Chemicals used in these consumer products could degrade, releasing C8 and related toxic substances, much faster than previously projected by DuPont Co. scientists, according to the new EPA study.

The EPA study estimated the breakdown rate of these “fluoro-telomer polymers” to be 100 times faster than projected by the DuPont scientists in a study last year.

Both papers were published in the peer-reviewed journal Environmental Science and Technology, and are part of the growing scientific research into C8 and other perfluorochemicals, or PFCs.

Around the world, scientists are closely examining C8 and other PFCs. A mounting body of evidence shows that these chemicals are linked to a variety of adverse health effects, including immune changes and birth defects.

In West Virginia, concern about C8 has focused on DuPont’s plant near Parkersburg, which used the chemical for decades to make Teflon and other non-stick and stain-resistant products. C8 is also known as perfluorooctanoic acid, or PFOA. Residents in the Parkersburg area have very high levels of C8 in their blood, linked to drinking polluted water and breathing contaminated air, scientists say.

But humans and animals around the world have been found to have C8 in their bodies, and scientists have been focused on trying to pinpoint how the chemical ends up in the blood of average humans who don’t live near a manufacturing plant that makes or uses the material.

Previous research by Tim Begley of the U.S. Food and Drug Administration found that chemicals used to make food wrappers grease-proof could migrate into some foods. And earlier this year, a University of Toronto study found the chemicals used to make food wrapper coatings in human blood.
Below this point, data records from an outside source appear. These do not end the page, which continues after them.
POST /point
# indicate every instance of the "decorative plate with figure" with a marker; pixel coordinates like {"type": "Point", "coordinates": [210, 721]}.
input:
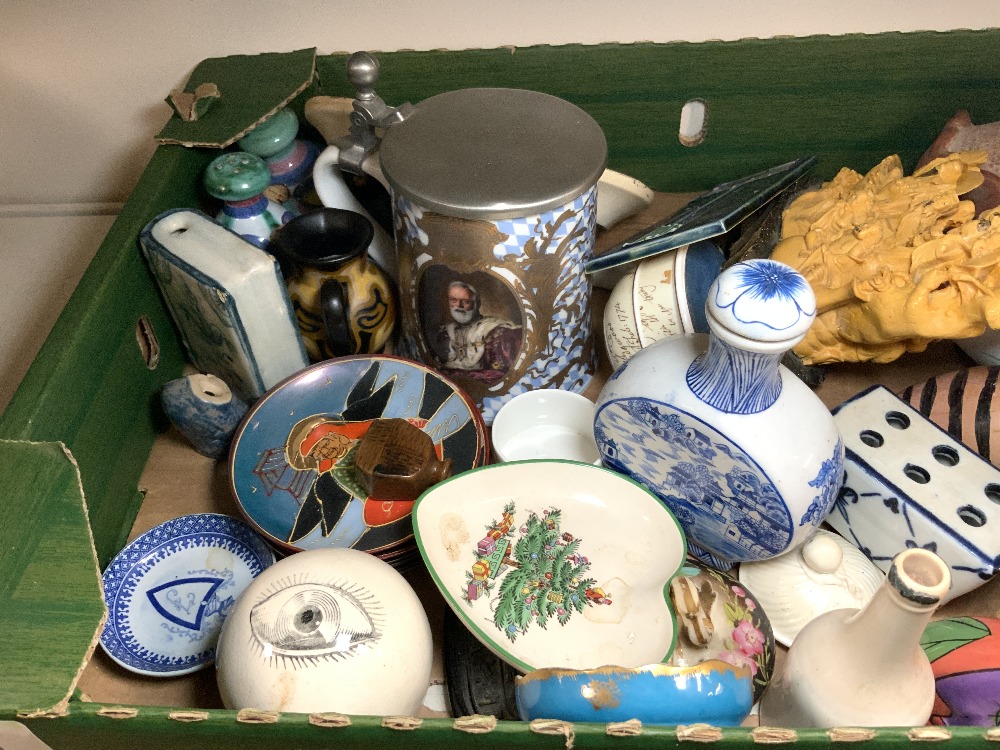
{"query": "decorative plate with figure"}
{"type": "Point", "coordinates": [294, 463]}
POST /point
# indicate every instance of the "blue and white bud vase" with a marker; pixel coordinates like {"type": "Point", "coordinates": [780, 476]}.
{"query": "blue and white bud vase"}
{"type": "Point", "coordinates": [204, 409]}
{"type": "Point", "coordinates": [744, 454]}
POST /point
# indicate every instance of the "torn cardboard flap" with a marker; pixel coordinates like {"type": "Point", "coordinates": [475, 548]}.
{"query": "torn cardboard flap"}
{"type": "Point", "coordinates": [244, 96]}
{"type": "Point", "coordinates": [51, 602]}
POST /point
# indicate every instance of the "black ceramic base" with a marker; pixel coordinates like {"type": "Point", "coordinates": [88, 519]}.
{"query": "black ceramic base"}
{"type": "Point", "coordinates": [478, 681]}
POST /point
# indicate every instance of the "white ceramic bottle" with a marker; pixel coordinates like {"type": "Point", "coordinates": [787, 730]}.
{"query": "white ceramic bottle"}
{"type": "Point", "coordinates": [864, 667]}
{"type": "Point", "coordinates": [744, 453]}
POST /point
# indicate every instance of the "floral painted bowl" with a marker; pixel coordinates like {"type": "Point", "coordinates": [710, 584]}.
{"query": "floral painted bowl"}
{"type": "Point", "coordinates": [554, 563]}
{"type": "Point", "coordinates": [719, 618]}
{"type": "Point", "coordinates": [712, 692]}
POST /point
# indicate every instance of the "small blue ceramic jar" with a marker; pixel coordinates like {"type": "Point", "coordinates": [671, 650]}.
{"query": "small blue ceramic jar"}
{"type": "Point", "coordinates": [205, 411]}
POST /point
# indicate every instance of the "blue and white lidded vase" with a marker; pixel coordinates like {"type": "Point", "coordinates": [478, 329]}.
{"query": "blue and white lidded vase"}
{"type": "Point", "coordinates": [745, 455]}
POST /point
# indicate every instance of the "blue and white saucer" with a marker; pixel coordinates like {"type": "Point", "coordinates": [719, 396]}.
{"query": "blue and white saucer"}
{"type": "Point", "coordinates": [169, 591]}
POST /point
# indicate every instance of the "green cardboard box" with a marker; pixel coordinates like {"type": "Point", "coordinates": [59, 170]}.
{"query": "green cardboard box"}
{"type": "Point", "coordinates": [76, 438]}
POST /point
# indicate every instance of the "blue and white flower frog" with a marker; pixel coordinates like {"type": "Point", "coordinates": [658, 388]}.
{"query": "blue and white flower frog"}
{"type": "Point", "coordinates": [744, 453]}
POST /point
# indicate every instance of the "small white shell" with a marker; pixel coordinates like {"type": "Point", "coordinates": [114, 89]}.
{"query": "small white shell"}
{"type": "Point", "coordinates": [824, 574]}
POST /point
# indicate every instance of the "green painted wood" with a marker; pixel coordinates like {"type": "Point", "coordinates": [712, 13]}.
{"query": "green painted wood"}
{"type": "Point", "coordinates": [849, 100]}
{"type": "Point", "coordinates": [250, 86]}
{"type": "Point", "coordinates": [89, 387]}
{"type": "Point", "coordinates": [50, 595]}
{"type": "Point", "coordinates": [83, 727]}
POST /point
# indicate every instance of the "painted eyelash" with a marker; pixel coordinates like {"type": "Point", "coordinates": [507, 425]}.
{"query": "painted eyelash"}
{"type": "Point", "coordinates": [303, 622]}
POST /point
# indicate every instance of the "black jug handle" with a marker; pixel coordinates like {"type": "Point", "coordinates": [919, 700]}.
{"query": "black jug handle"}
{"type": "Point", "coordinates": [336, 317]}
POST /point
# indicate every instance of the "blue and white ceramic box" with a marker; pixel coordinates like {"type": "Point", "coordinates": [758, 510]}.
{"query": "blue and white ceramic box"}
{"type": "Point", "coordinates": [908, 483]}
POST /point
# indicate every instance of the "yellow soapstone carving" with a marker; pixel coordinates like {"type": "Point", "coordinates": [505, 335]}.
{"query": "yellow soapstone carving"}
{"type": "Point", "coordinates": [896, 262]}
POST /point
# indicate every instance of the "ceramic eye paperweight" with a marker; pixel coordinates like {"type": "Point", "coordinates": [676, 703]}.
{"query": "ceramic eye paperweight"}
{"type": "Point", "coordinates": [908, 483]}
{"type": "Point", "coordinates": [327, 630]}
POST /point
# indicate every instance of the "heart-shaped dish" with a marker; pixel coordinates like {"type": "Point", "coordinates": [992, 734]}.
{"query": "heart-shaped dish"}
{"type": "Point", "coordinates": [554, 563]}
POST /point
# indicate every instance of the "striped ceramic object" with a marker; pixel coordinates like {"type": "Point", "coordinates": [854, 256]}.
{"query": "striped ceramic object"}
{"type": "Point", "coordinates": [962, 403]}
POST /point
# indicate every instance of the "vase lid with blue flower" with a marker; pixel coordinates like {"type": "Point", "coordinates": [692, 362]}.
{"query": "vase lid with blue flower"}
{"type": "Point", "coordinates": [747, 457]}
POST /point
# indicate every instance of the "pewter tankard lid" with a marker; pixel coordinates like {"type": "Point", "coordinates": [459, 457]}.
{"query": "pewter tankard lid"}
{"type": "Point", "coordinates": [493, 153]}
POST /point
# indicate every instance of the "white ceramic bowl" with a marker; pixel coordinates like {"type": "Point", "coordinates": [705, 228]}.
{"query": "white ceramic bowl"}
{"type": "Point", "coordinates": [827, 572]}
{"type": "Point", "coordinates": [554, 563]}
{"type": "Point", "coordinates": [546, 423]}
{"type": "Point", "coordinates": [331, 629]}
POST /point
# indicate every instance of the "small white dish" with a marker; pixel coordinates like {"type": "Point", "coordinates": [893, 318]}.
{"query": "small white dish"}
{"type": "Point", "coordinates": [546, 423]}
{"type": "Point", "coordinates": [169, 591]}
{"type": "Point", "coordinates": [554, 563]}
{"type": "Point", "coordinates": [826, 573]}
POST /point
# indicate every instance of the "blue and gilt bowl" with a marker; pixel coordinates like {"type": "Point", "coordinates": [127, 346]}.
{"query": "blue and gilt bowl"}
{"type": "Point", "coordinates": [712, 692]}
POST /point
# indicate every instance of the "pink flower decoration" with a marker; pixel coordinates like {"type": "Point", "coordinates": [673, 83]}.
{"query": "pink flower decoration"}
{"type": "Point", "coordinates": [739, 659]}
{"type": "Point", "coordinates": [748, 638]}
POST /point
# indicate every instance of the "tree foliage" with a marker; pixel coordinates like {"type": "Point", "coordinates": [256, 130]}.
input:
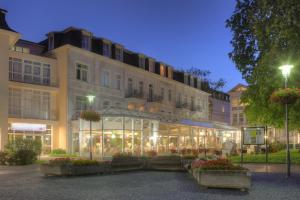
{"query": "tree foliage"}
{"type": "Point", "coordinates": [204, 76]}
{"type": "Point", "coordinates": [266, 34]}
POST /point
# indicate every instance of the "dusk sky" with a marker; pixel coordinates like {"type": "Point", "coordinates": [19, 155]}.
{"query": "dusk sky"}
{"type": "Point", "coordinates": [182, 33]}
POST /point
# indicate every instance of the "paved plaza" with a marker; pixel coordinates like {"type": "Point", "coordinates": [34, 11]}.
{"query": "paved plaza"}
{"type": "Point", "coordinates": [27, 183]}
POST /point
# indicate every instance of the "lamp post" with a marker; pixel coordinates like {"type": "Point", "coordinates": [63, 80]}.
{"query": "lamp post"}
{"type": "Point", "coordinates": [90, 100]}
{"type": "Point", "coordinates": [286, 69]}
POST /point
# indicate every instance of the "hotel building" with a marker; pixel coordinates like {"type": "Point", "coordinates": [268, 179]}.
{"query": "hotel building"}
{"type": "Point", "coordinates": [144, 104]}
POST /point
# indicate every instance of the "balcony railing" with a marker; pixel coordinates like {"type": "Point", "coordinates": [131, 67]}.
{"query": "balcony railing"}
{"type": "Point", "coordinates": [134, 94]}
{"type": "Point", "coordinates": [154, 98]}
{"type": "Point", "coordinates": [196, 108]}
{"type": "Point", "coordinates": [31, 80]}
{"type": "Point", "coordinates": [181, 105]}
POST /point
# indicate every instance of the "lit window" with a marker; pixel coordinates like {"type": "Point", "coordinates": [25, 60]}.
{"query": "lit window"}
{"type": "Point", "coordinates": [81, 72]}
{"type": "Point", "coordinates": [118, 85]}
{"type": "Point", "coordinates": [51, 42]}
{"type": "Point", "coordinates": [162, 93]}
{"type": "Point", "coordinates": [130, 86]}
{"type": "Point", "coordinates": [105, 79]}
{"type": "Point", "coordinates": [85, 42]}
{"type": "Point", "coordinates": [141, 87]}
{"type": "Point", "coordinates": [81, 103]}
{"type": "Point", "coordinates": [142, 62]}
{"type": "Point", "coordinates": [106, 49]}
{"type": "Point", "coordinates": [119, 54]}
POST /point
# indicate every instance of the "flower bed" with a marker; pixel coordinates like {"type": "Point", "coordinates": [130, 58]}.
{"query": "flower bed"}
{"type": "Point", "coordinates": [285, 96]}
{"type": "Point", "coordinates": [171, 162]}
{"type": "Point", "coordinates": [70, 167]}
{"type": "Point", "coordinates": [221, 173]}
{"type": "Point", "coordinates": [124, 162]}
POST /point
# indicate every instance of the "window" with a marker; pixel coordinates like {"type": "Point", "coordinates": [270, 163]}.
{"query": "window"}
{"type": "Point", "coordinates": [85, 42]}
{"type": "Point", "coordinates": [130, 86]}
{"type": "Point", "coordinates": [150, 92]}
{"type": "Point", "coordinates": [15, 69]}
{"type": "Point", "coordinates": [241, 118]}
{"type": "Point", "coordinates": [151, 66]}
{"type": "Point", "coordinates": [119, 54]}
{"type": "Point", "coordinates": [142, 62]}
{"type": "Point", "coordinates": [29, 71]}
{"type": "Point", "coordinates": [170, 95]}
{"type": "Point", "coordinates": [20, 49]}
{"type": "Point", "coordinates": [51, 42]}
{"type": "Point", "coordinates": [26, 103]}
{"type": "Point", "coordinates": [234, 119]}
{"type": "Point", "coordinates": [81, 103]}
{"type": "Point", "coordinates": [118, 84]}
{"type": "Point", "coordinates": [105, 79]}
{"type": "Point", "coordinates": [162, 93]}
{"type": "Point", "coordinates": [106, 49]}
{"type": "Point", "coordinates": [105, 104]}
{"type": "Point", "coordinates": [81, 72]}
{"type": "Point", "coordinates": [141, 87]}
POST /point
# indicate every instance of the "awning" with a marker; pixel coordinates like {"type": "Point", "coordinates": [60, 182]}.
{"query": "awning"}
{"type": "Point", "coordinates": [193, 123]}
{"type": "Point", "coordinates": [214, 125]}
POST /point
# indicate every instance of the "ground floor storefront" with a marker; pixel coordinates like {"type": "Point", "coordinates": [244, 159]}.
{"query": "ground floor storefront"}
{"type": "Point", "coordinates": [142, 136]}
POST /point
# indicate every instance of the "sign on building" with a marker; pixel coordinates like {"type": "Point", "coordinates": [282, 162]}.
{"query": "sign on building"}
{"type": "Point", "coordinates": [253, 135]}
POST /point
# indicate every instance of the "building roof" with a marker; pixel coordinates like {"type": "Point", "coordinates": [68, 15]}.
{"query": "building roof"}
{"type": "Point", "coordinates": [3, 24]}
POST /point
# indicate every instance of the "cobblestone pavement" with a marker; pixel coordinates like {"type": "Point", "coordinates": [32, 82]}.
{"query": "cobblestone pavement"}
{"type": "Point", "coordinates": [27, 183]}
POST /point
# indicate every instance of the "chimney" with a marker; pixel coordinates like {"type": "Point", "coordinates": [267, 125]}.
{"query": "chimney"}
{"type": "Point", "coordinates": [3, 24]}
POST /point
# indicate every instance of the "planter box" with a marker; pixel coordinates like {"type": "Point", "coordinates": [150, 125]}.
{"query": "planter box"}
{"type": "Point", "coordinates": [237, 179]}
{"type": "Point", "coordinates": [55, 170]}
{"type": "Point", "coordinates": [74, 170]}
{"type": "Point", "coordinates": [170, 163]}
{"type": "Point", "coordinates": [127, 164]}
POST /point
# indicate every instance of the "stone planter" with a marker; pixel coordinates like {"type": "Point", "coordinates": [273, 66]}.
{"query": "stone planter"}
{"type": "Point", "coordinates": [56, 170]}
{"type": "Point", "coordinates": [236, 179]}
{"type": "Point", "coordinates": [74, 170]}
{"type": "Point", "coordinates": [168, 163]}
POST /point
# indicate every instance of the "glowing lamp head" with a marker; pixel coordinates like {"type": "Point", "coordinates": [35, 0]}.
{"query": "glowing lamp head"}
{"type": "Point", "coordinates": [90, 98]}
{"type": "Point", "coordinates": [286, 70]}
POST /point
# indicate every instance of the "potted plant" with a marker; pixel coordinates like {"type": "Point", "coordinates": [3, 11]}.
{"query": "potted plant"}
{"type": "Point", "coordinates": [285, 96]}
{"type": "Point", "coordinates": [221, 173]}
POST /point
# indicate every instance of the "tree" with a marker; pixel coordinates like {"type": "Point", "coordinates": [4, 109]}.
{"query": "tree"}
{"type": "Point", "coordinates": [266, 34]}
{"type": "Point", "coordinates": [207, 83]}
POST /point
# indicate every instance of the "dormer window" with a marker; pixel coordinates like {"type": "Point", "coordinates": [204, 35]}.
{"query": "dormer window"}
{"type": "Point", "coordinates": [106, 49]}
{"type": "Point", "coordinates": [86, 42]}
{"type": "Point", "coordinates": [51, 42]}
{"type": "Point", "coordinates": [142, 62]}
{"type": "Point", "coordinates": [119, 53]}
DuPont has argued that consumer products made from C8 and related chemicals are safe. Company officials point to their scientists’ study projecting the half-life — the amount of time it takes for half of the chemical to break down — at between 1,200 and 1,700 years.

But EPA scientist John Washington and his colleagues used a different laboratory method to try to estimate the half-life and came up with an estimate of 10 to 17 years.

Washington said Thursday the EPA researchers used a more accurate, multi-step extraction method of estimating the degradation rate. The laboratory study incubated fluorotelomer polymers in soil microorganisms, and then monitored those microorganisms for PFCs and degraded polymers. In one instance, C8 was found to have a half-life of 130 days.

“These results suggest that fluorotelomer polymer degradation is a significant source of POFA and other fluorinated compounds to the environment,” the new study concluded.